Als uw hond niet gaat zitten wanneer u erom vraagt, maar verder gefocust lijkt op uw trainingsoefeningen, heeft u waarschijnlijk een subtiele verandering in uw prompt aangebracht. Veel mensen in deze situatie trekken de verkeerde conclusie dat hun honden ervoor hebben gekozen om ze opzettelijk te trotseren, en ze geven hun ongelukkige metgezellen een "correctie" voor hun "ongehoorzaamheid". Arme honden! Als uw hond stopt met het uitvoeren van gedrag waarvan u denkt dat ze het 'weet', onderzoek dan uw onbedoelde aanwijzingen en kijk wat u mogelijk hebt veranderd.

Subtiele aanwijzingen zijn niet slecht, maar alleen iets om op te letten. In feite maken gehoorzaamheidsconcurrenten goed gebruik van een breed scala aan aanwijzingen om hun wettelijke gehoorzaamheidssignalen te ondersteunen. Sommigen maken er een punt van om altijd op één voet te beginnen als ze de hond vragen om met hen mee te lopen, en met de andere voet als de hond is gevraagd om te blijven. Veel deelnemers vouwen hun armen over hun borst om hun verblijfs-"commando's" van over de ring te benadrukken, terwijl hun armen ontspannen langs hun zij liggen, zoals vereist door gehoorzaamheidsvoorschriften voor een terugroepactie van een verblijf. U kunt er ook voor kiezen om bij bepaalde gelegenheden bewust prompts te gebruiken – daar is niets mis mee!

Vervagende lekkernijen als kunstaas

Het gebruik van traktaties tijdens de training is geen 'omkoping'. In de vroege stadia van de training, zoals hierboven beschreven, zijn traktaties een lokmiddel; nadat een hond weet hoe hij een bepaald gedrag moet uitvoeren, wanneer het daarna wordt gegeven om dat gedrag te versterken, zijn traktaties beloningen.

Toch is het waardevol om het gebruik van traktaties tot een minimum te beperken, zodat uw hond er niet elke keer een verwacht als ze optreedt.

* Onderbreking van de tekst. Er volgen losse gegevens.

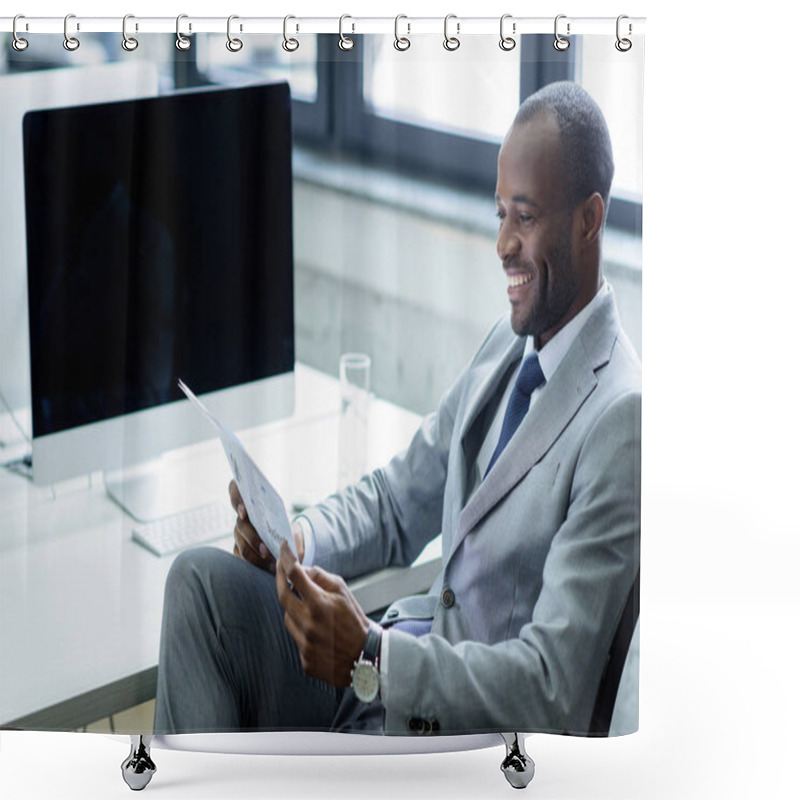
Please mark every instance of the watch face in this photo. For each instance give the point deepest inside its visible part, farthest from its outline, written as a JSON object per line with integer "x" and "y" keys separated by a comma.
{"x": 365, "y": 681}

Wanneer uw hond elke keer dat ze zit een traktatie krijgt (wat een continu schema van versterking wordt genoemd), verwacht ze er elke keer dat ze gaat zitten. Vraag haar om een ​​paar keer te zitten zonder een versterker, en ze kan stoppen met zitten op commando omdat het haar niet langer de moeite waard is om dat te doen. Wanneer een dier stopt met het uitvoeren van een bepaald gedrag, wordt dit uitsterven genoemd.

Wanneer je geleidelijk de frequentie van traktaties vermindert, zodat ze ze willekeurig en af ​​en toe maar niet elke keer krijgt (in wat een willekeurig schema van versterking wordt genoemd), zal ze blijven zitten als je erom vraagt, omdat ze weet dat het uiteindelijk vruchten zal afwerpen - zoals kwartjes zetten in een gokautomaat. Door een gedrag op een willekeurig schema te zetten, is het zeer goed bestand tegen uitsterven en is de kans groter dat uw hond zal reageren wanneer u dat nodig heeft, zelfs als u geen snoep meer heeft.

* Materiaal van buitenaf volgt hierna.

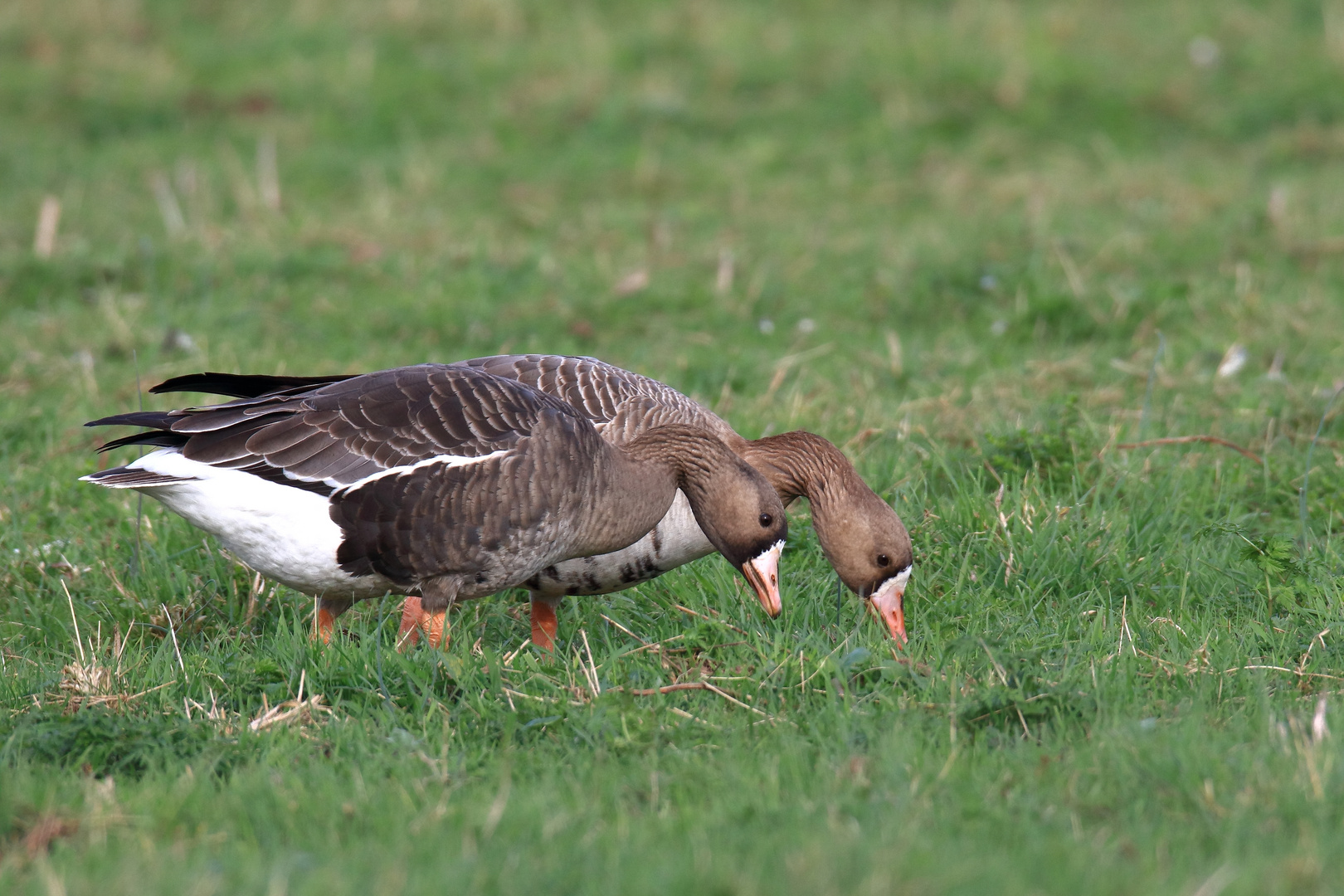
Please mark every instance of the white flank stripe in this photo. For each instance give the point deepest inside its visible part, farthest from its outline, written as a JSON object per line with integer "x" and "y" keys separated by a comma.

Dat gezegd hebbende, probeer ik altijd traktaties in mijn zakken te hebben, zodat ik mijn honden willekeurig kan belonen voor het gedrag dat ik vraag. Ze raken niet ontmoedigd als ze geen beloning krijgen voor een of twee of zelfs een heleboel gedragingen, omdat ze hebben geleerd dat ze op mij kunnen rekenen om ze uiteindelijk op de een of andere manier te belonen.

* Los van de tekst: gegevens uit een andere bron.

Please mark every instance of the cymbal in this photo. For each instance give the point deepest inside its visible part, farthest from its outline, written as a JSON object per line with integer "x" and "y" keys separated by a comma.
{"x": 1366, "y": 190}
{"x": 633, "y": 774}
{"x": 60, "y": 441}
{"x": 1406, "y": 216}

Met dank aan trainer Sandi Thompson, van Sirius Puppy Training, in Berkeley, Californië, voor het modelleren voor de foto's in dit artikel.

Pat Miller, WDJ's trainingsredacteur, is een gecertificeerde hondentrainer en voormalig voorzitter van de raad van bestuur van de Association of Pet Dog Trainers. Ze is ook de auteur van De kracht van positieve hondentraining en Positieve perspectieven:hou van je hond, train je hond.